Two particular forms of tau – microtubule-binding region (MTBR)-tau 275 and MTBR-tau 282 – were abnormally high in the brain and low in the cerebrospinal fluid of patients with CBD and a subset of FTLD-MAPT. Further investigation showed that these forms of tau distinguish people with CBD from those with other primary tauopathies with 84% to 89% accuracy, depending on the disease.

“Even if there is an experimental drug that specifically targets the tau type in CBD, it’s very difficult to test it without a biomarker,” Horie said. “The trial could fail even when the drug works if the population is heterogeneous. Trials of drugs that specifically target the type of tau in CBD can be improved by recruiting correctly diagnosed patients.

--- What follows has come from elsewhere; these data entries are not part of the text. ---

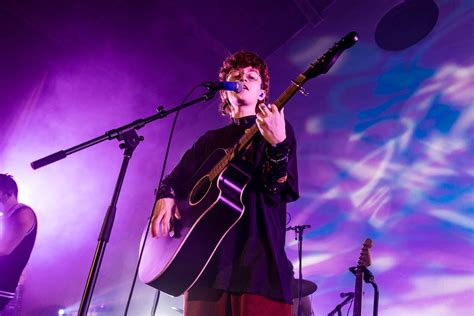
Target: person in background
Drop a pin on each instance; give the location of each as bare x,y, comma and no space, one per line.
18,226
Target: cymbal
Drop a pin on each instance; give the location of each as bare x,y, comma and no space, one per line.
307,287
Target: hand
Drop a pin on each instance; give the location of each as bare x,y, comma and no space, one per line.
271,123
164,210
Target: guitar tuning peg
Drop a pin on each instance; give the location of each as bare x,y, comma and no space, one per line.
300,88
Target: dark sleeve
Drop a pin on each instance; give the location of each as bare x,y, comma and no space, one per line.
279,169
173,184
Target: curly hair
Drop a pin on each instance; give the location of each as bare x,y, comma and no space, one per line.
243,59
8,185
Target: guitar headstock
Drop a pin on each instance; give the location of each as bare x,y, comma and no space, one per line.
325,62
364,258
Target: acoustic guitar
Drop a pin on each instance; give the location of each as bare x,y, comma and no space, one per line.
214,202
363,263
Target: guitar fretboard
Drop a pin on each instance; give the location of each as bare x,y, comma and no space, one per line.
252,131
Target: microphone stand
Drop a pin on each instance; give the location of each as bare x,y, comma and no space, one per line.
130,140
299,236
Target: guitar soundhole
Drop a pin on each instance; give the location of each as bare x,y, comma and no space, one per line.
199,191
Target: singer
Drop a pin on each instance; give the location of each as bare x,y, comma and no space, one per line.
249,272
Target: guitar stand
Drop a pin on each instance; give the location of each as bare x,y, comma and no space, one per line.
299,236
340,305
369,278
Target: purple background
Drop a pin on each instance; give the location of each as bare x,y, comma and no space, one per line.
385,139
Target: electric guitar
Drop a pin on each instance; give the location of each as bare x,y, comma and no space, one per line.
362,264
214,202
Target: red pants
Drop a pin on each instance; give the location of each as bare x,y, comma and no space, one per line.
211,302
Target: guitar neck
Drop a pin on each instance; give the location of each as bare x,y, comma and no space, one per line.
358,294
252,131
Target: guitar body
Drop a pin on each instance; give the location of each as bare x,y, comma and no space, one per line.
211,209
214,203
362,264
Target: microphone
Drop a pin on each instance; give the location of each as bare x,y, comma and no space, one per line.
235,86
346,294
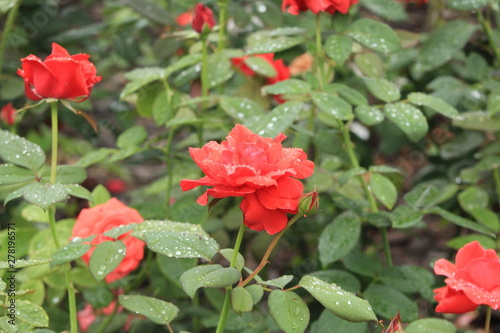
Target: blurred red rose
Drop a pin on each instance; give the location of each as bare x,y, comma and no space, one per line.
185,18
60,76
474,279
316,6
8,114
116,185
282,71
202,16
101,218
258,169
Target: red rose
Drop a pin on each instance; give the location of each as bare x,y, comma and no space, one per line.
282,71
202,15
316,6
474,279
8,114
101,218
60,76
185,18
258,169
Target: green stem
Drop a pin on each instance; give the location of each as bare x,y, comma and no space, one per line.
52,222
486,24
223,5
488,320
371,199
320,55
227,299
55,132
9,24
269,250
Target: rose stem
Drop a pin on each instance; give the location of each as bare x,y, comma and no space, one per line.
373,204
9,24
223,4
270,248
227,299
52,220
488,320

Having a biomarker paves the way for pharmaceutical companies to improve clinical trials and accelerate research into therapies for CBD.

Several experimental tau-targeting drugs are in the works. Most were designed for patients with Alzheimer’s disease, but they can be effective as therapies for primary tauopathies. Horie’s technique could be used to find biomarkers for other primary tauopathies, opening the door to more clinical trials, the researchers said.

“CBD patients and their families are desperate for effective therapies, but organizing clinical trials for this deadly disease has been difficult,” Boxer said. “Until now, we didn’t have a specific biomarker to accurately diagnose patients. This new biomarker also opens the door to testing many new tau-directed therapies for CBD, as it may allow us to directly measure the ability of these treatments to lower toxic tau protein levels in patients’ brains.